When having an anxiety attack, it can feel like you have lost control. In fact, all that has happened is that control has shifted from your conscious to your unconscious mind, so things are still being regulated, just differently.

Panic Thought 7: Feeling so weak that you cannot move or might fall down

The feeling of weakness is caused by the shaking we mentioned earlier. In fact, you are stronger when panicking than at any other time as your large muscles are being supplied with plenty of oxygen.

Panic Thought 8: Believing that you are going to be embarrassed or humiliated

How many times have you actually been humiliated or embarrassed by a panic attack? If you ever have been, was it really that bad? During an attack, it is very common and quite natural to worry that your body can't take what is happening. The fact is that panic is a short-term response. The worst part of a panic attack only lasts a few minutes although unpleasant anxiety feelings can persist for longer. It is similar to a fire or emergency drill for the body. If you have panic attacks then at least you know that your anxiety or fight or flight response is in good working order.

The AWARE Technique:

The 'A' in aware stands for 'Accept the anxiety. Decide just to go with the experience. Fighting anxiety, getting angry or scared just fuels the fire. After doing this course, you know a panic attack is a perfectly natural response, so although it can be frustrating, there is nothing to be afraid of.

The 'W' in aware is for 'Watch the anxiety' Observe it without judging it to be good or bad. Remember - you are more than just your anxiety.

The next 'A' in 'aware is for 'Act normal'. Behave normally and continue doing what you intended to do. Breathe normally focusing on extending the out breath (se 7:11 breathing). If you run from the situation your immediate anxiety will of course decrease but this may lead to an increase in future anxiety. Staying in the situation helps 'decondition' the panic response as your mind gets the message that it is not really threatening.

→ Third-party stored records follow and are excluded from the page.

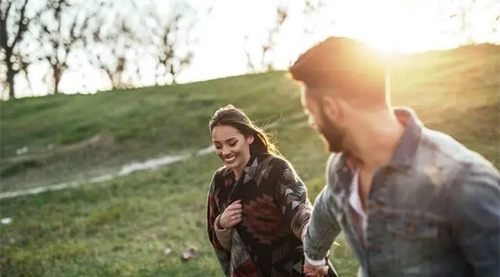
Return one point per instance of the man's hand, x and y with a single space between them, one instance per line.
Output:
313 271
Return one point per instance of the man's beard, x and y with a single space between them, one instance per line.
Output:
333 135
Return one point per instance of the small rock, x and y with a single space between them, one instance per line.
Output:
189 254
6 221
21 150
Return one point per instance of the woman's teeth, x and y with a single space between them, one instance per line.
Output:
230 159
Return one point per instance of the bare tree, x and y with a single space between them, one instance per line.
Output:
266 63
15 58
174 41
56 40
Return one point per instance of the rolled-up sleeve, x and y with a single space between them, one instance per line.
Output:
476 217
322 230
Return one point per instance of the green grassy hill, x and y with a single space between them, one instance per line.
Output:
122 227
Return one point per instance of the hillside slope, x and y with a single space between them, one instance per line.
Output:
122 227
71 137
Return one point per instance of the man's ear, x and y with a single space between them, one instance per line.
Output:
331 108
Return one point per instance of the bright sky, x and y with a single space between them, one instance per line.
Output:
390 25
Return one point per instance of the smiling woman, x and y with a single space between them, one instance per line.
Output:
258 207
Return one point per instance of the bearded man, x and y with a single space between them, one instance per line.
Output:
410 201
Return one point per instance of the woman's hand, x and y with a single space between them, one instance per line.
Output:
231 216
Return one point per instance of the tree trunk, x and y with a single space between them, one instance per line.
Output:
10 81
57 78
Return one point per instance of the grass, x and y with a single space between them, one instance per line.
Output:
122 227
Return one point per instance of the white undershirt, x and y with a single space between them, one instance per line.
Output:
355 203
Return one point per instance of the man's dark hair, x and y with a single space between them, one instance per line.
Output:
339 62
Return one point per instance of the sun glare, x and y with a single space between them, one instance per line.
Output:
393 27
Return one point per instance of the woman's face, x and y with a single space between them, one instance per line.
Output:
231 146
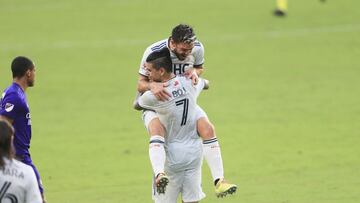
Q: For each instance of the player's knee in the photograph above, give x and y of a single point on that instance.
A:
(156, 128)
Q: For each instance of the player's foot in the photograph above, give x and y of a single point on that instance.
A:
(223, 188)
(279, 13)
(161, 182)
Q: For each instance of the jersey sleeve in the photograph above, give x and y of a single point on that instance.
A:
(32, 188)
(199, 54)
(142, 70)
(148, 101)
(11, 105)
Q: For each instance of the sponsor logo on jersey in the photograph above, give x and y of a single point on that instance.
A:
(9, 107)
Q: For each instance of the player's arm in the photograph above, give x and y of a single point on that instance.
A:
(32, 188)
(157, 88)
(199, 69)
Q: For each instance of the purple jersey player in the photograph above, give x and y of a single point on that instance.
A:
(15, 109)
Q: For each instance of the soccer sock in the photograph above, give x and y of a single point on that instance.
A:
(281, 5)
(157, 154)
(213, 157)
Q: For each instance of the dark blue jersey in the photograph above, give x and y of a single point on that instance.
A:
(13, 105)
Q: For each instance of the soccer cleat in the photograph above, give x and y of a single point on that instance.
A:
(223, 188)
(161, 182)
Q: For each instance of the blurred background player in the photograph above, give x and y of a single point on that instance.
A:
(187, 55)
(281, 8)
(17, 181)
(15, 109)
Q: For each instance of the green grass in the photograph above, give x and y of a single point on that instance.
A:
(284, 95)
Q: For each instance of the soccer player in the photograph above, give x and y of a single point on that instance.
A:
(15, 109)
(17, 181)
(181, 145)
(281, 8)
(187, 55)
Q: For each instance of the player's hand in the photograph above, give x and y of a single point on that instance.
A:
(191, 74)
(159, 91)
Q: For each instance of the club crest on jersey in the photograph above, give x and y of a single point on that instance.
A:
(9, 107)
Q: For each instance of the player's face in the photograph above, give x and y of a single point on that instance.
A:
(31, 77)
(154, 75)
(182, 50)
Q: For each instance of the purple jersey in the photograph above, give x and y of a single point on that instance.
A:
(13, 105)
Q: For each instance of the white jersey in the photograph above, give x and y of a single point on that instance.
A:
(196, 58)
(18, 183)
(183, 145)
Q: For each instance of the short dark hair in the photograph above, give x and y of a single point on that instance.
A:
(183, 33)
(20, 65)
(6, 146)
(161, 59)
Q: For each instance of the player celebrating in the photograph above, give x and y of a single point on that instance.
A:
(17, 180)
(187, 55)
(15, 109)
(182, 144)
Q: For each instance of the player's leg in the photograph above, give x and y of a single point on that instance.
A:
(156, 143)
(212, 152)
(191, 187)
(28, 161)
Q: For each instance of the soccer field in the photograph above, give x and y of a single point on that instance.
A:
(284, 95)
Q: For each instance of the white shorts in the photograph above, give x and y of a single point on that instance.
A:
(148, 115)
(187, 182)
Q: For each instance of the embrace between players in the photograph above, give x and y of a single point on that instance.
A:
(180, 131)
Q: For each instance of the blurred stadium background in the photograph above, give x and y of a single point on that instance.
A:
(284, 96)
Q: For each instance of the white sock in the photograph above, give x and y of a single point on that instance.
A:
(213, 157)
(157, 154)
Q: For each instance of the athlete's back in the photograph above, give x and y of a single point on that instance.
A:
(18, 183)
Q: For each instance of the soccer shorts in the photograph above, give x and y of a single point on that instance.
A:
(148, 115)
(187, 183)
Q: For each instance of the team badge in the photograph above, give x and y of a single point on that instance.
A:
(9, 107)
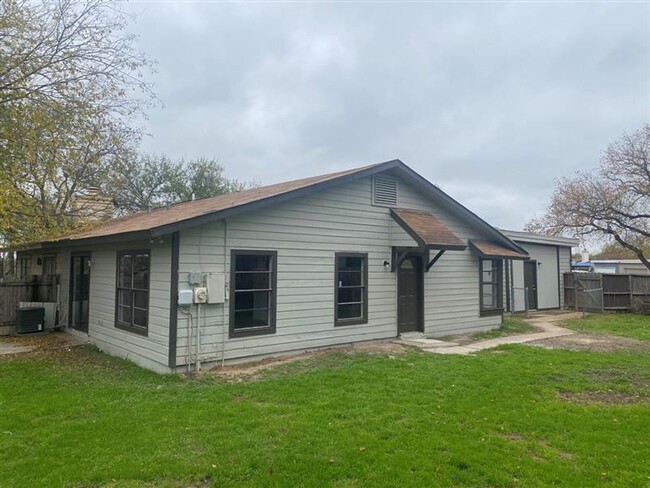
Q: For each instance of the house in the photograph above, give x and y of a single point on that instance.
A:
(365, 254)
(540, 278)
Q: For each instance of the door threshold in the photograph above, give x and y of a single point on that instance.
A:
(412, 335)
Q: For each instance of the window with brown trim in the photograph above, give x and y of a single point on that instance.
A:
(132, 291)
(252, 292)
(491, 286)
(351, 289)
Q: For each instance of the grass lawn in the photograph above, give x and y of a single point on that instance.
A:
(515, 416)
(621, 324)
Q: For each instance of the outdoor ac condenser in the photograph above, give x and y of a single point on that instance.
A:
(29, 320)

This is why people often say that the first few minutes of public speaking are the worst. If you continue for longer than a few minutes then the mind gets the message that it's not really that threatening.

The 'R' in 'aware' is for 'Repeat the steps'. Continue accepting your anxiety, watching it and acting normal until it goes down to a comfortable level.

And finally the 'E' in 'aware' is for 'Expect the best'. What you fear may never happen. You will surprise yourself by the effective way you handle situations when using the 'AWARE' technique.